The default view organizes every available metric into sections:
  • Custom Metrics — metrics logged by the trainer with section/group structure (keys use / delimiters like section/group/metric)
  • Reward — reward sum stats (mean, std, min, max)
  • Samples Metrics — per-reward-function breakdowns from your environment’s sample_metrics
  • Advantage — advantage statistics with a zero-line reference
  • Evals — one subsection per eval, showing eval-specific metrics
  • Inference Performance — time-bucketed bar charts showing throughput metrics: inference calls/min, requests done/min, rollout groups done/min (total, kept, discarded, canceled). Configurable bucket interval and optional step completion lines
  • Rollouts — token length distributions for prompts, completions, and totals
  • Discarded Rollouts — discard counts, zero-advantage breakdowns, and token metrics for discarded samples
  • Timeline — step timing breakdowns (forward, backward, loss, KL, weight sync, etc.) at both full-step and per-microbatch granularity

Custom view

A fully editable dashboard where you can build your own layout. Create sections and groups, add plots from the metric catalog, and reorder everything with drag-and-drop.

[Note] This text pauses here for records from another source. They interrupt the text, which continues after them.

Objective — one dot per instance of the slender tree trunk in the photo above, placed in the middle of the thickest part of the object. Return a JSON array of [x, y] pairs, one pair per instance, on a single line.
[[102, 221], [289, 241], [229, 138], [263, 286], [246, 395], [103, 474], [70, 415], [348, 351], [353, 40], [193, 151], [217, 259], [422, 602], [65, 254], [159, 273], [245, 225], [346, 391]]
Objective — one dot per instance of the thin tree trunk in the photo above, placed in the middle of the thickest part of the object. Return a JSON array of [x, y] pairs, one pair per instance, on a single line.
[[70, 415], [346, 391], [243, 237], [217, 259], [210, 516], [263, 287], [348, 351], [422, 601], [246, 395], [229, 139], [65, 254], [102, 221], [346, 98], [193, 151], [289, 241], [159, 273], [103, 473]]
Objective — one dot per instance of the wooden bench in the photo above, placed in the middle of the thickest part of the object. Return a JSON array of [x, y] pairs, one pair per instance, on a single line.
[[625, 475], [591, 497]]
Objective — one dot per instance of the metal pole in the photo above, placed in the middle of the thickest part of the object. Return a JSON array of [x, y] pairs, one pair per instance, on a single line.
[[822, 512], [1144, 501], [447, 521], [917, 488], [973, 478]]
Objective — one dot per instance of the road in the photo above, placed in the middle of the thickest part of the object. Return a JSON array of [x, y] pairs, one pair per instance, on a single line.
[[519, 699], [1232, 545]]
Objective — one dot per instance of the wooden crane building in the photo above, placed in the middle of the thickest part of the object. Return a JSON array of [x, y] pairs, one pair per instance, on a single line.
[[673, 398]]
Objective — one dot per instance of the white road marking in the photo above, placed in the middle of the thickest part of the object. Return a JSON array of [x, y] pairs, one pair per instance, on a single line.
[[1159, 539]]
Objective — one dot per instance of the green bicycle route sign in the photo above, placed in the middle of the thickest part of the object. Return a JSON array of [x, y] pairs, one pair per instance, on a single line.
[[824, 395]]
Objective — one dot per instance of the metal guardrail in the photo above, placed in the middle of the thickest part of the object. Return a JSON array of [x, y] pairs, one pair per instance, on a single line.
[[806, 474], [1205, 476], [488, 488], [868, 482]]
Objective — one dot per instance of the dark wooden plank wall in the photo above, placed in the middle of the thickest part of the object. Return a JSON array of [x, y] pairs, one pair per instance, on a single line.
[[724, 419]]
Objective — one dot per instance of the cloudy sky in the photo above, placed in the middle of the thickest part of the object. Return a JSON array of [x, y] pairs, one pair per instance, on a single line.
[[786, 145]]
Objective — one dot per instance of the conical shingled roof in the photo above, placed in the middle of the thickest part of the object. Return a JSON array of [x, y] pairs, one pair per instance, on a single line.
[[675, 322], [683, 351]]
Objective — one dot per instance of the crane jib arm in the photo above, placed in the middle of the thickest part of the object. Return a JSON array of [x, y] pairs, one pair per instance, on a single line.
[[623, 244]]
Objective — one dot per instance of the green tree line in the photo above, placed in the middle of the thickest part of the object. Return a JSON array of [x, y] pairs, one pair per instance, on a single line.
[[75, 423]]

You can add the same plot multiple times with independent filter settings — useful for comparing different views of the same metric. The layout is saved server-side, so it persists across sessions and devices.

Per-chart controls

Each chart has its own settings accessible via the settings icon:
  • Ignore Outliers — hides extreme values using IQR-based filtering so you can focus on the meaningful range
  • Ignore First Step — excludes step 0, which is often much slower due to compilation. Enabled by default for timing metrics
  • Min Y / Max Y — manually set the y-axis range to zoom into a specific value range
Active filters show as removable badges on the chart.

Multi-run comparison

When multiple runs are selected in the sidebar, all runs are overlaid on the same charts with their assigned colors, making it easy to compare training dynamics across experiments.